US hypocritical in maintaining Syria sanctions

"We are providing humanitarian assistance to help Syrian earthquake victims. We are their leading humanitarian donor since the start of the war — the US has provided more than $15 billion to the Syrian people in Syria and the region. These funds go to the Syrian people, not the regime." This is what US Secretary of State Antony Blinken said on Twitter on Thursday. But he failed to say how the sanctions the US has imposed against Syria for decades have contributed to the misery of the nation.

It is the US sanctions that have made it extremely hard for Syrian people to conduct rescue work without the necessary tools after the earthquake.

It is the civil war, which Washington instigated and in which it has supported opposition forces in their attempt to overthrow the Syrian government, that has caused years of misery and suffering for the Syrian people. It is estimated that about half a million civilians have been killed since the war began in 2011.

It is under the pressure of the international community that Washington announced on Thursday a 180-day exemption to its sanctions against Syria. The exemption is said to be only related to sanctions concerning earthquake relief efforts.

What makes the rescue efforts extremely difficult is the fact that the war has already ravaged Syria's northwest region where the earthquake took place.
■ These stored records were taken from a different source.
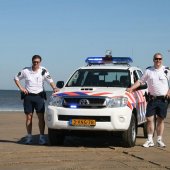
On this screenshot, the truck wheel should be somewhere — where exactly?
[48,128,65,146]
[122,114,137,148]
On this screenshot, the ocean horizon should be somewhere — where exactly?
[0,90,52,112]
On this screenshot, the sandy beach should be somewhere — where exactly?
[0,110,170,170]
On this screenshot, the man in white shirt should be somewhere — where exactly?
[14,55,58,145]
[127,53,170,147]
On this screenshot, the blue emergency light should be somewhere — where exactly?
[85,57,133,65]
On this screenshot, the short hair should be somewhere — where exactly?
[153,53,163,60]
[32,55,42,62]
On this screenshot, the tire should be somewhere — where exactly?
[48,128,65,146]
[122,114,137,148]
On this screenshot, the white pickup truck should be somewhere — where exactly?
[45,53,147,147]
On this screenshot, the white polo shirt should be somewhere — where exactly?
[139,66,170,96]
[14,66,53,94]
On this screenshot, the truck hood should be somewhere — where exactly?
[53,87,126,97]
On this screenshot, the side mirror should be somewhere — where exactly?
[136,83,148,90]
[56,81,64,89]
The exemption will do nothing to change the increasingly worse situation there.

When US Deputy Treasury Secretary Wally Adeyemo said: "I want to make very clear that US sanctions on Syria will not stand in the way of lifesaving efforts for the Syrian people," he was trying to whitewash the misery the US' sanctions have caused the Syrian people and the role the US has played in the war with the aim of overthrowing the regime of President Bashar Assad.
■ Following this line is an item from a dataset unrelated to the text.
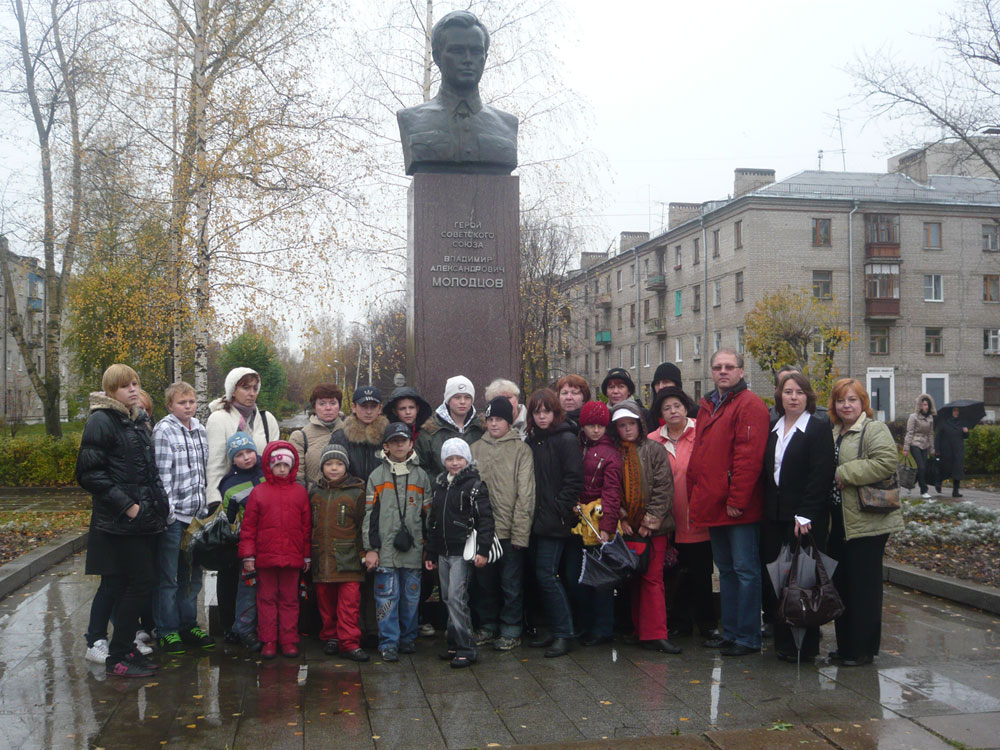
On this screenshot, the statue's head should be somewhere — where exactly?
[431,10,490,91]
The US has imposed sanctions against the Middle East country for more than four decades since December 1979 after it designated the country a "State Sponsor of Terrorism". Since then it has repeatedly imposed additional measures. Politicians in Washington have turned a blind eye to what the sanctions have done to the life of Syrian people, and they have placed what Washington hopes to achieve in its geopolitical games before the well-being of local residents.

Human rights are constantly used by Washington as a pretext for whatever it does. But the irony is that consideration for human rights must be subject to Washington's geopolitical strategy. What is even more ridiculous is the fact that US military actions or its interference in other country's internal affairs including economic sanctions often lead to human rights disasters, as is the case in Syria.

It is typically hypocritical and shameful for Washington not to lift its sanctions on Syria while claiming that it is the major provider of humanitarian aid.